Is a business the separate property of one spouse?

On Behalf of | Aug 27, 2024 | Property Division

Some people start businesses after getting married. They invest marital income in the company and may even rely on the unpaid work of their spouse to get the company off the ground. If they later divorce, their business is likely part of the marital estate. They may have to divide it in accordance with property division statutes.

Other times, business owners may believe that the company could be separate property. Perhaps they already owned the business before they got married, or maybe they inherited the business from a family member. Assets owned prior to marriage are usually separate property. The same is generally true of assets received as gifts or inheritances. With that said, businesses, given their complex nature, can be difficult to preserve as separate property without a written agreement and careful financial separation.

Commingling is a common issue

Separate property can end up included in the marital estate whenever commingling occurs. Commingling could involve giving a spouse access to separate resources or legally adding their name to ownership documents.

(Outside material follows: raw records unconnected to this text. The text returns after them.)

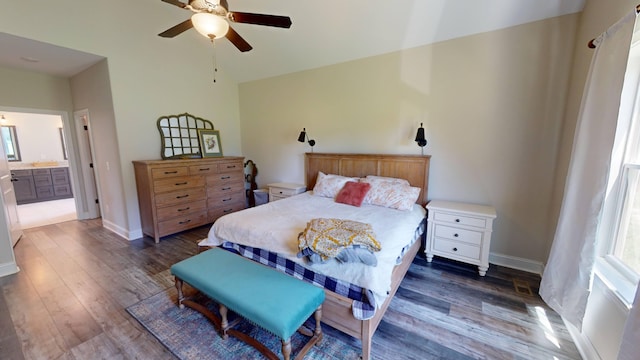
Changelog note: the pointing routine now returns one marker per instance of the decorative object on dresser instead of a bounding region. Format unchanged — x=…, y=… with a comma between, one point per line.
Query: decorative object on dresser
x=176, y=195
x=179, y=135
x=304, y=136
x=250, y=185
x=41, y=184
x=210, y=144
x=460, y=232
x=279, y=191
x=420, y=139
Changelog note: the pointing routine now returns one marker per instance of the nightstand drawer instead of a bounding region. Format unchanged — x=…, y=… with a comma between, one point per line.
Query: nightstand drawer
x=282, y=192
x=456, y=248
x=461, y=220
x=457, y=234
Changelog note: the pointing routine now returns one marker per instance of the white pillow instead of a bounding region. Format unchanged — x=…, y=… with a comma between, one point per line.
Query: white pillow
x=398, y=180
x=330, y=185
x=391, y=194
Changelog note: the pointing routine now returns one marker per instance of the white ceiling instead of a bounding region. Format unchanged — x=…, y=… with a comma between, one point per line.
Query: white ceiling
x=323, y=33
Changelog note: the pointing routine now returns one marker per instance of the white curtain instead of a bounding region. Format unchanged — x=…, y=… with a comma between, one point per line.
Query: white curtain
x=567, y=277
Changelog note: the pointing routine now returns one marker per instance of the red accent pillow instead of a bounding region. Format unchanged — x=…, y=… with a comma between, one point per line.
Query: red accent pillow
x=353, y=193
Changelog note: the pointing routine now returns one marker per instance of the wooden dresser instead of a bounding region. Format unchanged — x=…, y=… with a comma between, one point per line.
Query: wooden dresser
x=176, y=195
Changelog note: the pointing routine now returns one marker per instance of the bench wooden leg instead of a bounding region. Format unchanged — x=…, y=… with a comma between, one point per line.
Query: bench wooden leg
x=286, y=348
x=180, y=294
x=224, y=323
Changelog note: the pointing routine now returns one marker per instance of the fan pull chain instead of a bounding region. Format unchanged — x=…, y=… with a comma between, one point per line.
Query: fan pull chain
x=215, y=63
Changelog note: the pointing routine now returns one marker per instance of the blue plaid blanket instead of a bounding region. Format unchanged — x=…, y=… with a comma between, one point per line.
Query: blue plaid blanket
x=363, y=307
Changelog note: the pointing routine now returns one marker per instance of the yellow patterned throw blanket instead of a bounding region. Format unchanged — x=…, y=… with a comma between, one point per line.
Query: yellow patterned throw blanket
x=343, y=240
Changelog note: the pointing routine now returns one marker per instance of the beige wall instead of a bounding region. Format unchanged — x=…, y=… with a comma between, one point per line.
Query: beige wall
x=492, y=106
x=149, y=77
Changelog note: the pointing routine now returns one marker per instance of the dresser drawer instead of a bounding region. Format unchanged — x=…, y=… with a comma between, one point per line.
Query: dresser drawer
x=45, y=172
x=461, y=220
x=222, y=190
x=455, y=248
x=42, y=180
x=44, y=191
x=62, y=190
x=225, y=178
x=162, y=173
x=225, y=199
x=182, y=223
x=230, y=166
x=181, y=210
x=177, y=183
x=457, y=234
x=179, y=197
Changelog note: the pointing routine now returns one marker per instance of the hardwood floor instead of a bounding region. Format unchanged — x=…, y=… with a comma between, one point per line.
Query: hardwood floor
x=76, y=279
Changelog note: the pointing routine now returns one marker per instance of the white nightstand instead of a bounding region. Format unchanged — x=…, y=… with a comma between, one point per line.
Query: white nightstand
x=279, y=191
x=460, y=232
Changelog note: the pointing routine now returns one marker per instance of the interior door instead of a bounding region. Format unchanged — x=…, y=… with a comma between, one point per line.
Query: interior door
x=9, y=197
x=88, y=171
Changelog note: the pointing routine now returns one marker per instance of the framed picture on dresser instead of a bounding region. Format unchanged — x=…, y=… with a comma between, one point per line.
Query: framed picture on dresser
x=210, y=145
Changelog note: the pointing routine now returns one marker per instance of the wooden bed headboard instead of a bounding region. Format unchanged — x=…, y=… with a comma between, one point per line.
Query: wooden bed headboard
x=414, y=168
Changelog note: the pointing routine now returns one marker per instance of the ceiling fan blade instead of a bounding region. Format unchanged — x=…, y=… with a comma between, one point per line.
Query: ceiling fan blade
x=260, y=19
x=238, y=41
x=178, y=29
x=175, y=2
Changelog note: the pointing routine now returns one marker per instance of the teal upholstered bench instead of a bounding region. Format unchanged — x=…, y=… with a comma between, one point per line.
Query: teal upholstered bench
x=270, y=299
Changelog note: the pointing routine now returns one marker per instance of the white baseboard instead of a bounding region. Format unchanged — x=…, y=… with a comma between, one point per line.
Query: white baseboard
x=8, y=268
x=124, y=233
x=584, y=345
x=513, y=262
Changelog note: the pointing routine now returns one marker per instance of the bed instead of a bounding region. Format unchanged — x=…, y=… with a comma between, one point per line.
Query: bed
x=353, y=305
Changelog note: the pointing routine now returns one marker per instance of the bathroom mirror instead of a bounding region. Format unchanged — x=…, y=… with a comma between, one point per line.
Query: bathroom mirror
x=179, y=135
x=10, y=139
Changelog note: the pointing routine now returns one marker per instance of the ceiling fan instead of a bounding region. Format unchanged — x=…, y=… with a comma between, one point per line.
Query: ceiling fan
x=211, y=19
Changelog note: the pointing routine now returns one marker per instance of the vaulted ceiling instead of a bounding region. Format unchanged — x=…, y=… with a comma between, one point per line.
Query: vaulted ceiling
x=323, y=32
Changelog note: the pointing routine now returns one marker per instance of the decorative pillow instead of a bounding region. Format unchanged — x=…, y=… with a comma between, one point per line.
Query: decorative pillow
x=384, y=178
x=391, y=194
x=353, y=193
x=330, y=185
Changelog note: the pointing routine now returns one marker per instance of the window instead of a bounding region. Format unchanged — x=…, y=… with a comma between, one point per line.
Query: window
x=10, y=139
x=619, y=228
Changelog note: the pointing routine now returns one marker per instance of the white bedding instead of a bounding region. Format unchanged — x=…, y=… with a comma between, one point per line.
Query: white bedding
x=275, y=226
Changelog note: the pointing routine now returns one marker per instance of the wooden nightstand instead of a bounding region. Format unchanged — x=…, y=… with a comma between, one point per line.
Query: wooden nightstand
x=279, y=191
x=460, y=232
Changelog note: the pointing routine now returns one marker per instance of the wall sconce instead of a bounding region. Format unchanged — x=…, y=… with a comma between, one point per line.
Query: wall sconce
x=303, y=136
x=420, y=139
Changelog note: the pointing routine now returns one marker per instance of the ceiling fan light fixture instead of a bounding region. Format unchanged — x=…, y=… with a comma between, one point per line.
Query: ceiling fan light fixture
x=209, y=25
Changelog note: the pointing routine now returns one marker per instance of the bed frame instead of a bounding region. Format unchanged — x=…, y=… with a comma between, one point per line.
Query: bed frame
x=336, y=309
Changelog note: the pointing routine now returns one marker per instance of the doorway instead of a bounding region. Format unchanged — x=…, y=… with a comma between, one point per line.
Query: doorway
x=43, y=165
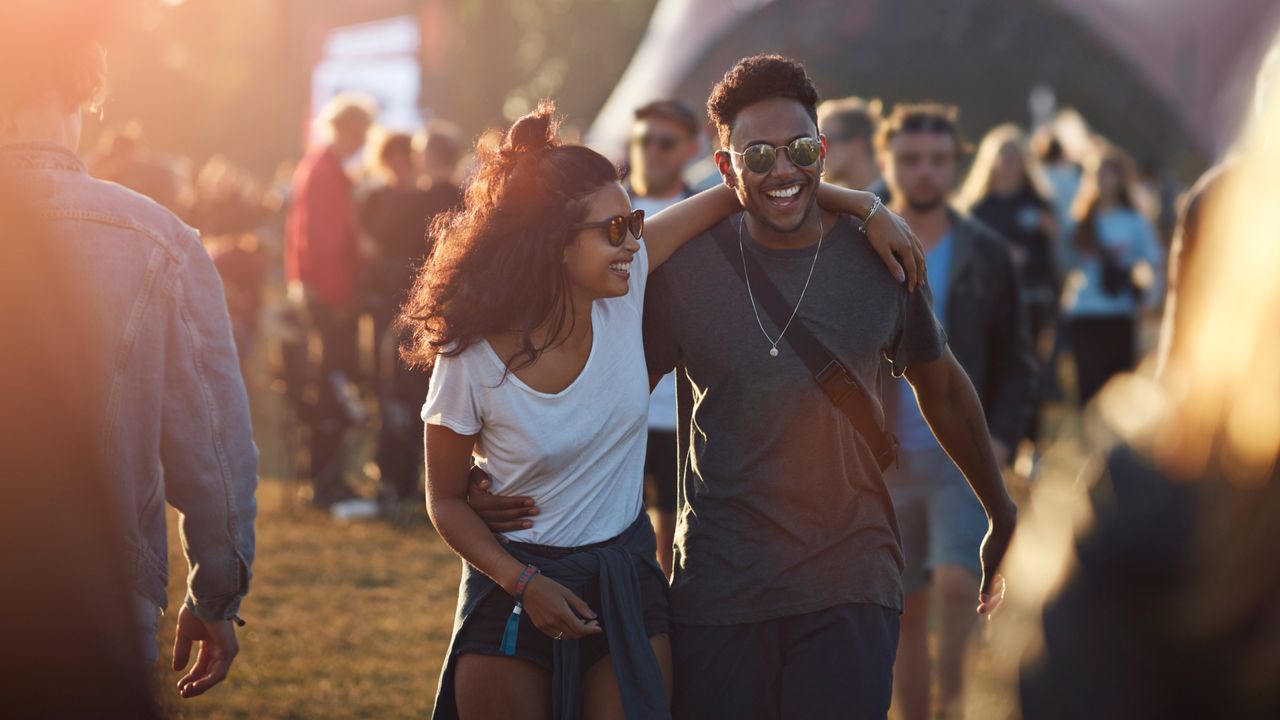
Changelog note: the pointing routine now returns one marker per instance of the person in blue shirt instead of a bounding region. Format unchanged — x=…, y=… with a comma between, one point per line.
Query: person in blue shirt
x=977, y=300
x=1114, y=272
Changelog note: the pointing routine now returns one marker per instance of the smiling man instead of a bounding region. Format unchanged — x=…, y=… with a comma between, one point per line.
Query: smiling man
x=787, y=578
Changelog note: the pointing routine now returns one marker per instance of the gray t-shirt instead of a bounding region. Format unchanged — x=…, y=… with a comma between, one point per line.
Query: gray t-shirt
x=784, y=509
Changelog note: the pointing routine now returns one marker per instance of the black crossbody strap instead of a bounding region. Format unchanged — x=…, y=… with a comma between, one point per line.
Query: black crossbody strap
x=837, y=383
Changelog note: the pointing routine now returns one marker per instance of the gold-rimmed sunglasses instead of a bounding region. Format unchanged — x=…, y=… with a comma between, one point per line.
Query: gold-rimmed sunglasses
x=760, y=158
x=617, y=227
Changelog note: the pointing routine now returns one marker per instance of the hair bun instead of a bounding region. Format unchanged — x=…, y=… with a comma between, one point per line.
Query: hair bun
x=534, y=132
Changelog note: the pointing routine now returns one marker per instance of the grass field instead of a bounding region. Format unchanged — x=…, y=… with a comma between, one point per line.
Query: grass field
x=353, y=620
x=343, y=620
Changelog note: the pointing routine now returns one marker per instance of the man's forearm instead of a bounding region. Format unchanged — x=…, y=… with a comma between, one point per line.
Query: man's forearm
x=960, y=427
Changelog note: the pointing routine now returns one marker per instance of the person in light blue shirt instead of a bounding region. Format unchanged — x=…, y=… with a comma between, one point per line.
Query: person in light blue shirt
x=1115, y=270
x=977, y=299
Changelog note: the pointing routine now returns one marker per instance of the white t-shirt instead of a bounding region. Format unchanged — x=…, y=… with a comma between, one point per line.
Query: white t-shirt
x=579, y=452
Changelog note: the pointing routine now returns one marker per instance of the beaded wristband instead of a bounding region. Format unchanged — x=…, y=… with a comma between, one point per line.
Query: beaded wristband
x=876, y=208
x=526, y=575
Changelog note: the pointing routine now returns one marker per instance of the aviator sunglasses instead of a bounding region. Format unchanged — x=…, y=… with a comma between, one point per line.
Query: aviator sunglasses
x=618, y=227
x=760, y=158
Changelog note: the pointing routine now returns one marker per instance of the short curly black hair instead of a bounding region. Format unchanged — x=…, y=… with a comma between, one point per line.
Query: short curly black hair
x=757, y=78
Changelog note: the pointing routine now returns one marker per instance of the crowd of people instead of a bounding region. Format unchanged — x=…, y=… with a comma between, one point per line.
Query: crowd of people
x=817, y=367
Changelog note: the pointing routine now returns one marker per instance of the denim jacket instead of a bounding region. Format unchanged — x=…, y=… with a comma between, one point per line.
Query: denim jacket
x=172, y=402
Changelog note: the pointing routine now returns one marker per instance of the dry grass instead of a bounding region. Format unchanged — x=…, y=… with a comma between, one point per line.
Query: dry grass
x=343, y=620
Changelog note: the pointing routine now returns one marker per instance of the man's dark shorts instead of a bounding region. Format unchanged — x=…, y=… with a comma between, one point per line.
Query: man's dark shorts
x=835, y=662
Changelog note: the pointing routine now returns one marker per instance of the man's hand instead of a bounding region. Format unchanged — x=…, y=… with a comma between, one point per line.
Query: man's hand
x=1000, y=533
x=896, y=245
x=503, y=514
x=218, y=650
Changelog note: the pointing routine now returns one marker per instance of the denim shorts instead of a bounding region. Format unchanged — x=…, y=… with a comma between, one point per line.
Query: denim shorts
x=481, y=634
x=940, y=518
x=833, y=662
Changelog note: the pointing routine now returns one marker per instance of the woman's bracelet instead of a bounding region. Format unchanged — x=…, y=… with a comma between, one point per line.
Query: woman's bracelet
x=526, y=575
x=867, y=220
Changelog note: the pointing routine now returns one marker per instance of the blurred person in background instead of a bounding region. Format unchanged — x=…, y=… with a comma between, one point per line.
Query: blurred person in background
x=850, y=126
x=397, y=217
x=225, y=200
x=123, y=158
x=1170, y=602
x=1205, y=194
x=164, y=397
x=321, y=264
x=1009, y=191
x=242, y=265
x=1063, y=173
x=978, y=300
x=664, y=140
x=1114, y=272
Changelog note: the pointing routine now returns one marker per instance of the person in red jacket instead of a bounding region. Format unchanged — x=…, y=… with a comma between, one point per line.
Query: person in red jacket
x=321, y=263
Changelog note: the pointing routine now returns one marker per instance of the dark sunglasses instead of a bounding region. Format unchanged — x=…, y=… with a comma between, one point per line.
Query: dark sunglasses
x=664, y=142
x=618, y=227
x=760, y=158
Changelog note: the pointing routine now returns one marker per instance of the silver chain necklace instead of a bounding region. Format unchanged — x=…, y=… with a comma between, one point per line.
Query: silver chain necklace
x=773, y=343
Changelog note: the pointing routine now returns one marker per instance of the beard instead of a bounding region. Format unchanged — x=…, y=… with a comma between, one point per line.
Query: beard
x=758, y=210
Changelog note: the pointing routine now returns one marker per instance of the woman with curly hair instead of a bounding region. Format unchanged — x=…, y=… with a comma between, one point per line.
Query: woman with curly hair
x=529, y=309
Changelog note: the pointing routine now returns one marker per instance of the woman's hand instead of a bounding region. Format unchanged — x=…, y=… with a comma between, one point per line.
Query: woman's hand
x=897, y=246
x=558, y=613
x=890, y=235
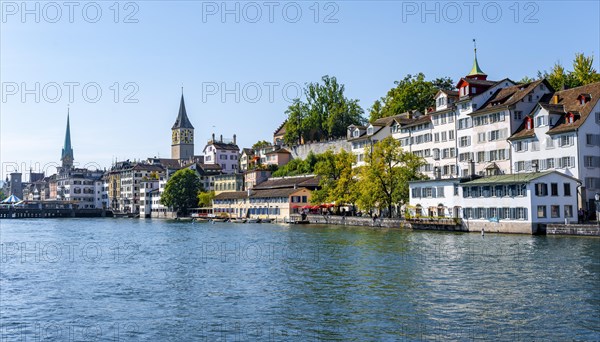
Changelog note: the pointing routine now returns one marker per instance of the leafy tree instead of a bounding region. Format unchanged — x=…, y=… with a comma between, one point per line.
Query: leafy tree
x=326, y=113
x=298, y=166
x=261, y=144
x=384, y=180
x=337, y=182
x=205, y=198
x=526, y=79
x=411, y=93
x=583, y=70
x=583, y=73
x=181, y=191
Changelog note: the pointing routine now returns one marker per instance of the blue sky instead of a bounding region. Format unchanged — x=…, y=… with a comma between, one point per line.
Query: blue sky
x=367, y=45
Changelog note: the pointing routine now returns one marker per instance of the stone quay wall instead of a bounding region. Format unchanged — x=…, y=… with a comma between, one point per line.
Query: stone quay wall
x=573, y=229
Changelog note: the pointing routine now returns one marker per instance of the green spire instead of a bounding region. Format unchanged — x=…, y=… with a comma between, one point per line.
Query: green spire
x=67, y=152
x=476, y=70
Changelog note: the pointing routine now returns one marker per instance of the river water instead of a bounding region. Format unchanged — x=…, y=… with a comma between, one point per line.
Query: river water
x=152, y=280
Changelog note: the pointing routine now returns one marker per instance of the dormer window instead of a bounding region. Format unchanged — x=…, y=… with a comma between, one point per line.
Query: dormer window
x=528, y=123
x=584, y=98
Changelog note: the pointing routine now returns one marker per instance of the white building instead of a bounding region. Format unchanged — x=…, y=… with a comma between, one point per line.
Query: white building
x=510, y=203
x=131, y=180
x=362, y=137
x=86, y=187
x=496, y=120
x=148, y=187
x=224, y=153
x=562, y=133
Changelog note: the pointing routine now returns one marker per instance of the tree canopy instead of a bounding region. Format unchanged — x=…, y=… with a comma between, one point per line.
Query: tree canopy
x=326, y=113
x=414, y=92
x=205, y=198
x=583, y=73
x=298, y=166
x=181, y=191
x=384, y=180
x=337, y=180
x=260, y=144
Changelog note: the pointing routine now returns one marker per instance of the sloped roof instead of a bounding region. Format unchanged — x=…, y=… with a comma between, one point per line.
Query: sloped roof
x=232, y=195
x=569, y=100
x=279, y=150
x=281, y=129
x=288, y=182
x=148, y=167
x=420, y=120
x=508, y=96
x=182, y=120
x=223, y=146
x=285, y=192
x=513, y=178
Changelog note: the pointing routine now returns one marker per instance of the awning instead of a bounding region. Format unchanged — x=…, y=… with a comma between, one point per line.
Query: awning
x=11, y=199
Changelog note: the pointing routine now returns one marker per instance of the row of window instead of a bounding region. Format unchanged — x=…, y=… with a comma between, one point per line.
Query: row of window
x=445, y=136
x=545, y=164
x=428, y=192
x=554, y=211
x=511, y=190
x=499, y=213
x=563, y=141
x=488, y=119
x=442, y=119
x=299, y=199
x=541, y=189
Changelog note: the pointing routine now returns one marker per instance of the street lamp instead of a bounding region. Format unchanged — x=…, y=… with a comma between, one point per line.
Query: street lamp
x=597, y=197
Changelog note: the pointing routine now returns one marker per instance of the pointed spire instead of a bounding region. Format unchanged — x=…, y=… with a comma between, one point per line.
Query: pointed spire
x=476, y=70
x=182, y=120
x=67, y=152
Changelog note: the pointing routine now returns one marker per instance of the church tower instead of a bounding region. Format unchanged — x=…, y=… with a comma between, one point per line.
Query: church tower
x=182, y=135
x=67, y=152
x=476, y=72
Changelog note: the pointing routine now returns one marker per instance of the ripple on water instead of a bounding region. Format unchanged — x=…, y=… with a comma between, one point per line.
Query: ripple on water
x=173, y=281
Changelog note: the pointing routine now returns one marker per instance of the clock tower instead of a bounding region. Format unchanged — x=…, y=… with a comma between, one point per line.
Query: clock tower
x=182, y=135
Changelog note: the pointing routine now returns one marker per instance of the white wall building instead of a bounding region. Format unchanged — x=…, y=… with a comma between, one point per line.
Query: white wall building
x=223, y=153
x=562, y=133
x=510, y=203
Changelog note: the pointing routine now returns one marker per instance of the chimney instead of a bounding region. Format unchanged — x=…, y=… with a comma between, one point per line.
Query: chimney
x=471, y=168
x=437, y=172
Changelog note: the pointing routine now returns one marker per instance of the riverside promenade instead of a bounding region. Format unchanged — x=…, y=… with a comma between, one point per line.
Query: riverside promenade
x=442, y=225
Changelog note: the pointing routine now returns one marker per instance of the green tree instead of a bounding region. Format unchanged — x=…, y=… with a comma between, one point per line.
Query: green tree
x=326, y=113
x=205, y=198
x=337, y=180
x=411, y=93
x=583, y=73
x=181, y=191
x=583, y=70
x=299, y=166
x=384, y=180
x=261, y=144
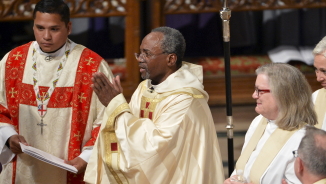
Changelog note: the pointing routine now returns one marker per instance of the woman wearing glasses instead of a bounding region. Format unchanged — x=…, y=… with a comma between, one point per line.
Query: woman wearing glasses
x=283, y=98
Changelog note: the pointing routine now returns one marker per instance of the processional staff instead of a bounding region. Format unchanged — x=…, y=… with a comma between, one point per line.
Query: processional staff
x=225, y=14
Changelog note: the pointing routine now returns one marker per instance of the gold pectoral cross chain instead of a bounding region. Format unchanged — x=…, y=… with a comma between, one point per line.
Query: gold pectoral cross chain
x=41, y=124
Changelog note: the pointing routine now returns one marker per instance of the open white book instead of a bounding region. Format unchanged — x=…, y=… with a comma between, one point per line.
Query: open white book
x=284, y=54
x=48, y=158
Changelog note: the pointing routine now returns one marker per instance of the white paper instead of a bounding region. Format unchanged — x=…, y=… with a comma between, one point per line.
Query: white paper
x=48, y=158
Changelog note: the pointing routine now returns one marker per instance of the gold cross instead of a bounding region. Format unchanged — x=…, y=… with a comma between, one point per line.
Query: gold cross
x=17, y=55
x=81, y=98
x=13, y=92
x=77, y=135
x=42, y=125
x=89, y=61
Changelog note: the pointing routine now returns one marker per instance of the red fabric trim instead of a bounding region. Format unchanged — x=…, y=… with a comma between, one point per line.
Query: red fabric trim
x=92, y=140
x=81, y=99
x=78, y=97
x=5, y=115
x=13, y=79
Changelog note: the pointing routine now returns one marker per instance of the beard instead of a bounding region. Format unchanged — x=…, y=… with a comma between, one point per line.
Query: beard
x=145, y=75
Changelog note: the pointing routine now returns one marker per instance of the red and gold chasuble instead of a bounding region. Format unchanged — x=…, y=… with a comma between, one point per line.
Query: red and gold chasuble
x=77, y=97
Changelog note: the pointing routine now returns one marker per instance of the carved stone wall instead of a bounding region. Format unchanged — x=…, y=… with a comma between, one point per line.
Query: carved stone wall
x=193, y=6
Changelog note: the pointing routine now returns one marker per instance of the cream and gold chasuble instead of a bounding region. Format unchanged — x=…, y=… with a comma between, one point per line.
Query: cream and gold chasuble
x=164, y=135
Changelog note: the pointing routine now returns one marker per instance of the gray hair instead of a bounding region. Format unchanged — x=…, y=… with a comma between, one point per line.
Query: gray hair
x=312, y=151
x=172, y=42
x=292, y=93
x=320, y=48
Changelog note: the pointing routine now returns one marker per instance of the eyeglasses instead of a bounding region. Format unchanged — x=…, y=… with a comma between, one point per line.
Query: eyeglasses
x=261, y=91
x=295, y=153
x=144, y=56
x=320, y=70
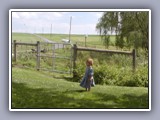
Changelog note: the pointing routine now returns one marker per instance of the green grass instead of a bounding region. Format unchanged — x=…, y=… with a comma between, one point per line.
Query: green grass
x=33, y=89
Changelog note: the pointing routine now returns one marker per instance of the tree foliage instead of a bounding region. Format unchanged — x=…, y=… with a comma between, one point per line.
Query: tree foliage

Commingling might also involve using marital resources for the maintenance or improvement of separate property. Even the sweat equity or unpaid work provided by a spouse at a business might potentially give them a partial interest in the organization.

Small companies and professional practices are vulnerable during divorce if the owner does not have an airtight prenuptial agreement or has very carefully ensured that they do not use marital resources for business purposes. In the vast majority of cases, any investment of resources in the business after beginning the marriage could lead to claims of commingling if the spouses eventually divorce.

Thankfully, business owners can potentially protect their business investments from major losses. A thorough financial review can help a business owner establish that a significant portion of the company’s value is their separate property. Negotiating a settlement directly with a spouse can help eliminate the risk of dividing the company’s ownership or otherwise diminishing its value during the divorce process.

Individuals with complex assets may need help as they prepare for an upcoming divorce. Understanding that a business is often, at least partially, marital property can help business owners better prepare themselves for the process ahead.